Ainsi, l’échec scolaire pourrait être également perçu comme l’élément symptomatique en tant qu’indice et substitut, indice, au sens où il produit un ratage et substitut en tant qu’objection symptomatique, comme un moyen inconscient d’échapper au désir de l’Autre : « Non seulement mes antécédents m’interdisaient toute cancrerie mais, dernier représentant d’une lignée de plus en plus diplômée, j’étais socialement programmé pour devenir le fleuron de la famille. » 10 Ainsi, Daniel dit détester les majuscules : « Tous mots qui commençaient par une majuscule étaient voué à l’oubli instantané : villes, fleuves, batailles, héros, traités, poètes, galaxies, théorèmes [ … ] . 11 C’était comme si la majuscule disait : attention nom propre, interdit au crétin que tu es !

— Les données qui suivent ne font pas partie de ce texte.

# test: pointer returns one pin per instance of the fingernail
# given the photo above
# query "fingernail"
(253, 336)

Lorsque Daniel parle d’interdiction, Freud, pour sa part, évoque le concept d’inhibition après d’incessantes pérégrinations qui sont des ponts jetés entre ses souvenirs de voyages et ses souvenirs d’enfance, ses pensées, ses associations et ses questionnements. Suivons ensemble un fragment de son auto-analyse :
« Faut-il vraiment partir à la recherche d’un événement historique, traumatique, pour expliquer le destin du névrosé ? » C’est la question qui l’occupe toujours en l’été 1897. Le 18 août, tiraillé par les doutes, pris dans l’analyse qu’il mène sur lui-même, sa décision est prise : il part pour l’Italie : ce sera un voyage dans le voyage : de l’inhibition au traumatisme. 12
« On le sait, ce voyage sera marqué par un épisode d’inhibition au bord du lac Trasimène, dont Freud fera un moment crucial de son auto-analyse. Comme il le relate ultérieurement à Fliess, dans sa lettre du 3 décembre 1897 : « Ma désirance pour Rome est d’ailleurs profondément névrotique. Elle se rattache à mon enthousiasme de lycéen pour le héros sémite Hannibal, et cette année, tout comme lui en effet, je ne suis pas allé du lac Trasimène à Rome. Depuis que j’étudie l’inconscient, je suis devenu très intéressant pour moi-même. »» 13
« Cet épisode d’inhibition l’amène à faire un pas fondamental : grâce à une impasse, il découvre une solution nouvelle. Cette inhibition dans son trajet vers Rome lui fait faire un voyage dans son histoire, comme si celle-ci venait s’inscrire dans le parcours de son voyage. [ …] On pourrait faire l’hypothèse que le conflit que pointe cette inhibition commence à la mort de son père, le 23 octobre 1896. Dans une lettre à Fliess du 2 novembre 1896, Freud lui confie : « Du fait de la mort, tout le passé ressurgit. Je me sens actuellement tout désemparé ». Des souvenirs d’enfance avec son père ressurgissent, et plus particulièrement un souvenir où son père juif est confronté à un « épisode d’humiliation par un chrétien » 14 .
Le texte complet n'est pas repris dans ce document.